ミシェル自身もエミリーの話に納得した。ゲーム云々はさておき、彼女が正直に気持ちを話してくれたのがわかったからだ。
ミシェルは相手の気持ちを察する能力に長けている。前世の道子はほとんど寝たきりだったので、女房たちの噂話や表情で空気を読んでいた名残かもしれない。

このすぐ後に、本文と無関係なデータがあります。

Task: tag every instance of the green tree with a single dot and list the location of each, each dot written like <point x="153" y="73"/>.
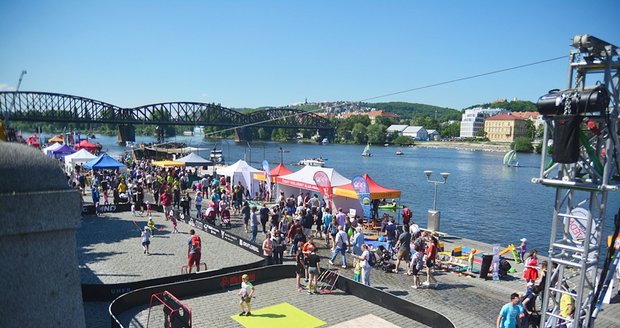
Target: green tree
<point x="376" y="133"/>
<point x="359" y="133"/>
<point x="450" y="130"/>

「でもね、友達になりたいって思ったのは本当のことでもあるのよ。時代は違うけど前世を持っている仲間意識が芽生えたし、同世代の同性の友達とこうしてお茶したり、話をしたかったの。ケントやルプも信頼してるけど、いわゆる友達ではないしね。こうしていろんなことを暴露しておいて、ずうずうしいと思うけど…」
エミリーは少し照れながら、また不安そうに表情を歪めながらミシェルの瞳を見つめた。
「「改めて、友達になって…」」
「…くれない?」
「…くださいませんか?」
覚悟を決めたエミリーが口を開くと、ミシェルの言葉とかぶった。
「「ふふっ!」」
「失礼致します。アリエルでございま、す?」
仕事が終わったアリエルが戻ってきたのは、同じ事を言ったエミリーとミシェルが、二人して笑いだしたときだった。
ケントを見ても何故か嬉しそうに微笑むだけで、アリエルは首をひねった。